The association of smooth muscle tumors and EBV was first reported in 1993,4 and several cases were subsequently described.1-3 We recently described the largest case series, providing additional evidence of association of smooth muscle tumors with EBV in patients with AIDS.1 In contrast to previous reports describing a unifocal smooth muscle tumor in non-HIV-infected patients that mostly involved the genitourinary or GI tract, smooth muscle tumors in patients with AIDS are usually multifocal and mostly involve the CNS (both the brain and spinal cord) as illustrated in this case. In addition, all smooth muscle tumors occurred in adults, except for 1 in a pediatric patient.
We found evidence of EBV infection in all smooth muscle tumors on the basis of positive result on in situ hybridization for EBV. However, real-time quantitative PCR analysis for EBV in plasma specimens is not highly sensitive and does not appear to be a useful diagnostic tool for EBV-associated smooth muscle tumors in persons with AIDS.1 This is in contrast to the high sensitivity (96%) of this test in the diagnosis of nasopharyngeal carcinoma, another EBV-associated tumor.5
Effective therapy for smooth muscle tumors has not yet been found. The prognosis of a smooth muscle tumor depends on location, size, and mitotic activity. For persons with AIDS who have EBV-associated smooth muscle tumors, improving the immune status might improve the outcome.
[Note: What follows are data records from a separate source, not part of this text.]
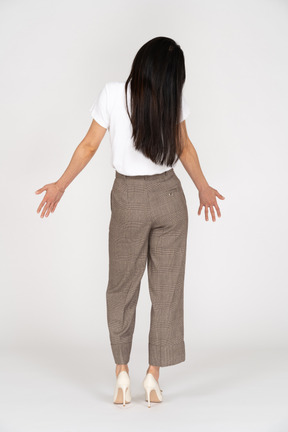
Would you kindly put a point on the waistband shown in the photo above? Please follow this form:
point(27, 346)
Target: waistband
point(165, 175)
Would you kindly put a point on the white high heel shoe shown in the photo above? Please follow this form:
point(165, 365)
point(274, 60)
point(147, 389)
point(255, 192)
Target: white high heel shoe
point(122, 391)
point(152, 389)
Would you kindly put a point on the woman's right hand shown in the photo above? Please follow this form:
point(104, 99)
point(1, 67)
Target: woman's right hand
point(51, 198)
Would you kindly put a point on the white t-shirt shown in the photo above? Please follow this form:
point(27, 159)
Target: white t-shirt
point(109, 110)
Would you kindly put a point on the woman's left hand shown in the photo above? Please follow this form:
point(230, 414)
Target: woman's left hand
point(207, 198)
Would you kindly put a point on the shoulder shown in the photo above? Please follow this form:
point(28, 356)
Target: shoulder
point(114, 87)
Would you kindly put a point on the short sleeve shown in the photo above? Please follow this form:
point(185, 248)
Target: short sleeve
point(185, 110)
point(100, 108)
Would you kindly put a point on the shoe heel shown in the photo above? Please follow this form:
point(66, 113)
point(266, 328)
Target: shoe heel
point(148, 391)
point(150, 384)
point(123, 383)
point(124, 394)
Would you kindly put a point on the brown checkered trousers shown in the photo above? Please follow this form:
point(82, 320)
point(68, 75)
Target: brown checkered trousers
point(149, 223)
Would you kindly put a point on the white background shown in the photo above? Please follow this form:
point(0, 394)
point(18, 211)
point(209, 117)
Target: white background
point(55, 58)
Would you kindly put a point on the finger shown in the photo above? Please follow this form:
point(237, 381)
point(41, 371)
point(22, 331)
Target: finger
point(219, 195)
point(41, 205)
point(48, 210)
point(217, 209)
point(53, 207)
point(206, 212)
point(44, 210)
point(212, 214)
point(41, 189)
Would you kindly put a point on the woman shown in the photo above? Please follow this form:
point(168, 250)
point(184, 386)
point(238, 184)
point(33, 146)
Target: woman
point(145, 117)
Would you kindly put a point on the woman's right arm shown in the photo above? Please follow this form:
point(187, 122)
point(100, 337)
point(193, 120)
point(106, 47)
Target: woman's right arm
point(80, 158)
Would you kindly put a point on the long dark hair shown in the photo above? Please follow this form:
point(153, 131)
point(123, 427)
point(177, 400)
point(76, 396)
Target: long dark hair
point(156, 81)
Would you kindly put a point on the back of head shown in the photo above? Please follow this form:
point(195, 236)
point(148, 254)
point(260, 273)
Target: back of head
point(156, 81)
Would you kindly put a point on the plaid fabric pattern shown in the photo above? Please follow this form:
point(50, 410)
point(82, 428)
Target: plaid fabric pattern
point(148, 225)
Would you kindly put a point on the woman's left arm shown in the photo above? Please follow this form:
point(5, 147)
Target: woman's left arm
point(190, 161)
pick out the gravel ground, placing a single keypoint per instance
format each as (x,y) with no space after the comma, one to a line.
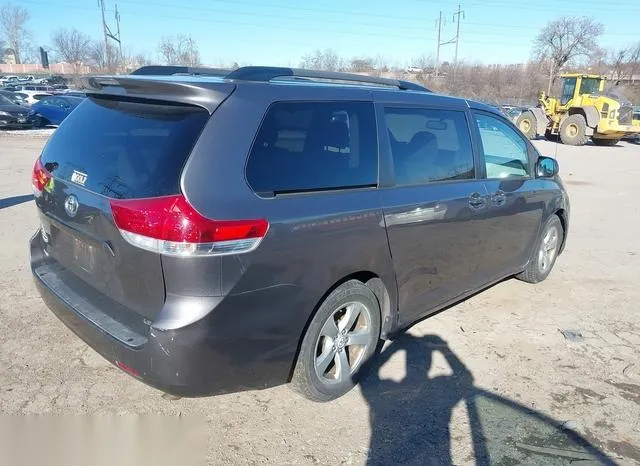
(492,380)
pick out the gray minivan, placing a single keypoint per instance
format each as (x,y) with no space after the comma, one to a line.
(210,232)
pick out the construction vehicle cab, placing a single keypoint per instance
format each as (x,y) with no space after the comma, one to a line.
(584,110)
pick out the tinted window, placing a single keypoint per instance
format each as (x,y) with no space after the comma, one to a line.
(125,149)
(429,145)
(308,146)
(505,151)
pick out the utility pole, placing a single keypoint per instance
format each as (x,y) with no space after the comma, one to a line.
(438,48)
(104,30)
(456,17)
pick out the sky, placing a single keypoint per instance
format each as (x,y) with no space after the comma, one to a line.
(280,32)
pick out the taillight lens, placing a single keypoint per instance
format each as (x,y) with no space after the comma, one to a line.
(170,225)
(39,178)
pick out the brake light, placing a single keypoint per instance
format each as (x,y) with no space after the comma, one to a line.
(170,225)
(39,178)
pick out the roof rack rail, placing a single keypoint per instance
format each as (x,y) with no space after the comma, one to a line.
(269,73)
(170,70)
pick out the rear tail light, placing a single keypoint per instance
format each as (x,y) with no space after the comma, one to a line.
(170,225)
(40,178)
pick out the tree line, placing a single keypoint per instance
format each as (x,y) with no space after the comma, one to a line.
(564,44)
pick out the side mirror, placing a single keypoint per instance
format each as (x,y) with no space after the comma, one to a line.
(546,167)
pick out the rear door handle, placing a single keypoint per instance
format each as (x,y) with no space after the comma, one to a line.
(499,197)
(476,201)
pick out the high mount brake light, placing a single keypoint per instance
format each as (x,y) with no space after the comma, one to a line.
(170,225)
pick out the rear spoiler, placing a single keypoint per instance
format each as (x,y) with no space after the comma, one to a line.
(207,95)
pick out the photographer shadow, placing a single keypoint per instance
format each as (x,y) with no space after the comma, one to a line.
(411,418)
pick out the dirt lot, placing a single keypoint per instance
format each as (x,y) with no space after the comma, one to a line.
(490,381)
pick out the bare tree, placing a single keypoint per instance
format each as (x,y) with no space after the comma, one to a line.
(13,21)
(562,41)
(363,64)
(326,60)
(179,50)
(71,46)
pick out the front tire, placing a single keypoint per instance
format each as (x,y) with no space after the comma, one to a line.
(573,130)
(605,142)
(526,123)
(546,252)
(342,336)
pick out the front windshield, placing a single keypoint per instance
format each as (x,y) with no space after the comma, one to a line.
(590,86)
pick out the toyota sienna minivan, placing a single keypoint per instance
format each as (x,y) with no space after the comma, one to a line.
(210,232)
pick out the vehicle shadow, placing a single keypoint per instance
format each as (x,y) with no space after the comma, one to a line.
(15,200)
(410,419)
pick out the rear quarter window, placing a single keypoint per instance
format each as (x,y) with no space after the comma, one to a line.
(314,146)
(125,149)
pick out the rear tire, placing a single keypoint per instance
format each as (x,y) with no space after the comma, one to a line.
(550,136)
(573,130)
(605,142)
(342,337)
(545,253)
(526,123)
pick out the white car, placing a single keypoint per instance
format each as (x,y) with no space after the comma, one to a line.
(31,97)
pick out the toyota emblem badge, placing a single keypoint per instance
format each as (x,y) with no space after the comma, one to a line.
(71,205)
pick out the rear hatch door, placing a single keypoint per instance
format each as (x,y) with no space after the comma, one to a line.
(109,148)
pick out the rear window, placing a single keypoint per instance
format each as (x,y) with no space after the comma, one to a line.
(313,146)
(125,149)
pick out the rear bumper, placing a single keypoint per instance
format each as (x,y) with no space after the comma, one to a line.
(215,355)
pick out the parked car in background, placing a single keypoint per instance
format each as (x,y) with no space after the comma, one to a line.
(56,80)
(13,115)
(8,80)
(52,110)
(13,97)
(31,97)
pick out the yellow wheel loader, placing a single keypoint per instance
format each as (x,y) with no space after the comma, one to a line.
(584,111)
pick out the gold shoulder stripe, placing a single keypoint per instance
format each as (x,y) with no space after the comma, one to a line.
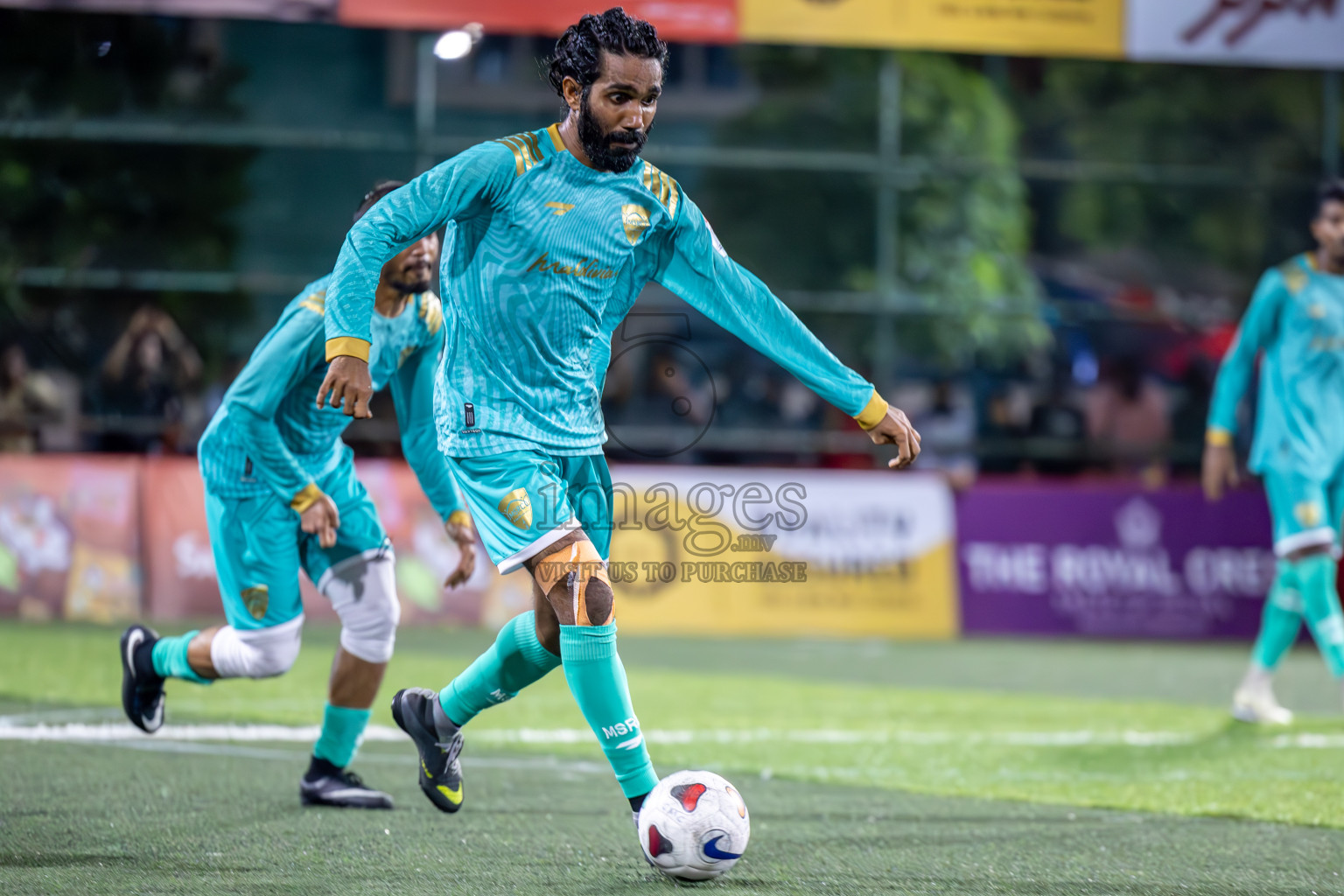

Our series suggests that complete surgical removal of the tumor with accompanying highly active antiretroviral therapy will induce complete remission in most patients.1
References1. Suankratay C, Shuangshoti S, Mutirangura A, et al. Epstein-Barr virus infection-associated smooth-muscle tumors in patients with AIDS. Clin Infect Dis. 2005;40:1521-1528.
2. Lee ES, Locker J, Nalesnik M, et al. The association of Epstein-Barr virus with smooth-muscle tumors occurring after organ transplantation. N Engl J Med. 1995;332:19-25.
3. McClain KL, Leach CT, Jenson HB, et al. Association of Epstein-Barr virus with leiomyosarcomas in children with AIDS. N Engl J Med. 1995;332:12-18.
4. Lee ES, Dickman P, Jaffe R, et al. Post-transplant spindle cell tumor (PTST): an entity associated with Epstein-Barr virus. Mod Pathol. 1993;6:127A. Abstract.
5. Lin JC, Wang WY, Chen KY, et al. Quantification of plasma Epstein-Barr virus DNA in patients with advanced nasopharyngeal carcinoma. N Engl J Med. 2004;350:2461-2470.